The collection is interrupted by three poems written for her father, who fell ill in the middle of the project and died a week or so after Swims was published. Aegina imagines picking up “the whole Aegean sea & hellip; [to] lay it at your feet, let it wash through / the ward and swirl under your bed / until you thawed”, while Wallflowers posits a watery connection as: “The day ducks high and low in a solemn / breaststroke, each lift a small christening. / You must feel my heart.”

“I happened to be in Greece when he was taken ill, and was swimming a lot there,” Burnett says. “I’d been thinking through swimming as helping in activism, but it gets a bit more personal in that sequence. It’s more about helping you through other things as well, like mourning.”

Born in a tiny Devon village in 1980, Burnett owes her career in academia to her father’s insistence that she couldn’t just be a writer. “Reading English at university was enough of a risk,” she says. “It was like, ‘Well OK, you’re doing it at Oxford, that’s probably a safe enough bet. There was no sense that I could write full time.” She continued her studies with a PhD at Royal Holloway, where she examined how experimental poetry can operate outside the market. For the next decade she put this mixed strategy into practice, publishing pamphlets of poetry alongside criticism and putting together text-led exhibitions alongside special issues of academic journals.

“It is quite strange seeing it as my debut collection – I’ve been writing for over 10 years” she says.

As well as Swims, this autumn sees a book-length version of Burnett’s thesis, A Social Biography of Contemporary Innovative Poetry Communities, from Palgrave Macmillan, and Rivering, a pamphlet of poems from Oystercatcher Press. She’s also writing a memoir about soil and family for Penguin Random House, which was selected as part of the publisher’s Write Now programme. But Burnett insists that her new routes to publication won’t change her writing practice at all. What matters is not the method of distribution, she says, but the intention with which the work is composed. “It may then be incorporated into the capitalist machine, as we all are living in this world. You can’t escape it, but you can choose the way you interact with it.”

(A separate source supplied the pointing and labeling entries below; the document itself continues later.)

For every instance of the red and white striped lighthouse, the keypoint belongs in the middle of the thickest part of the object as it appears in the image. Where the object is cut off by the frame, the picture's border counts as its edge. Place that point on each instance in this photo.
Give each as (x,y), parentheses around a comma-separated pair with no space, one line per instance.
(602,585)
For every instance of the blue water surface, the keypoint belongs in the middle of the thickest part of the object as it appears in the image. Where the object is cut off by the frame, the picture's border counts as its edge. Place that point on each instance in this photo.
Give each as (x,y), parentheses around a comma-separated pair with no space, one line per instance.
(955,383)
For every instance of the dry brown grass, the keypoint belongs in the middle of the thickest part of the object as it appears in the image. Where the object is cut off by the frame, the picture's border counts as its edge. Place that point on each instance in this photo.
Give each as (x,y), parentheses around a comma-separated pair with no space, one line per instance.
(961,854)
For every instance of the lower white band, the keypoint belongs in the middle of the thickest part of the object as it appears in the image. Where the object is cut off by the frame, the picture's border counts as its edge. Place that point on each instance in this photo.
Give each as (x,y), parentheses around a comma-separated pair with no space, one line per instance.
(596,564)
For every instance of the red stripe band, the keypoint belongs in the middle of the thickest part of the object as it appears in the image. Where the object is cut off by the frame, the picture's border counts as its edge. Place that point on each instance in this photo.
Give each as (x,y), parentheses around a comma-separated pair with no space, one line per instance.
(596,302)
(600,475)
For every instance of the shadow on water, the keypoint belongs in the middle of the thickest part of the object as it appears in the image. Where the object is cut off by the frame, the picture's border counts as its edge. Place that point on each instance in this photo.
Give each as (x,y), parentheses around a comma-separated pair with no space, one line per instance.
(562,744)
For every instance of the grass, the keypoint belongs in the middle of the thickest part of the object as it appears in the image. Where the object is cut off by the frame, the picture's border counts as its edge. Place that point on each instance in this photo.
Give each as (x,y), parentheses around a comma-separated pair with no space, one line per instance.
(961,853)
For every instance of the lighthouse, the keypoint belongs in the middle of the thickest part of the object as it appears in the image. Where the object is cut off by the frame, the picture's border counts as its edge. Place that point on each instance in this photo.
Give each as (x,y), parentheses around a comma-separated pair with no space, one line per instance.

“That’s part of the idea of the swims” she continues, “getting away from the idea of poems as commodities and embedding them in your everyday life. I’m going for a swim, I’m not thinking I’m going to sit down at a desk and write a poem that I’m going to sell to readers.”

If poetry has a value over and above what the market assigns, then perhaps the fluid line and deep currents of Swims can help resist environmental catastrophe as Burnett suggests.

“We all do what we can” she says. “This is what I do. I’m a writer.”